The emergence of smart cities provides real-world evidence of the vast capabilities of the Internet of Things (IoT). Urban areas today can deploy a variety of IoT sensors to collect data that is then analysed to provide insights to drive better decision-making and ultimately to make modern cities more livable. Safety and security are an important aspect of smart cities, and the capabilities that drive smarter cities also enable technologies that make them safer. We asked this week’s Expert Panel Roundtable: what are the physical security challenges of smart cities?
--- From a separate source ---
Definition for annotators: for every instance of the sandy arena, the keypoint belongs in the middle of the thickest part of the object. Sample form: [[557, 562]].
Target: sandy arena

Matt Van Alstyne Razberi Technologies

There are three primary challenges smart cities are facing today. The first issue is network infrastructure. While there are many solutions available, the network infrastructure should be sourced, vetted, and tested ahead of the deployment with the city's key needs in mind. Any city looking to build out their smart solutions will need to spec and build a stable and secure wide area network (WAN) before implementation. The second issue that cities face is cyber risks and lack of hardened, secure networks connecting the end-of-line devices to their servers. The third issue is data analytics. Cities need help storing and managing all the data these systems capture. It is no longer enough to gather data for later review. Now cities need to have a real-time assessment of data to respond to events as they occur, in addition to full-time video data logs as an insurance policy after events occur.

Bob Carter Genetec, Inc.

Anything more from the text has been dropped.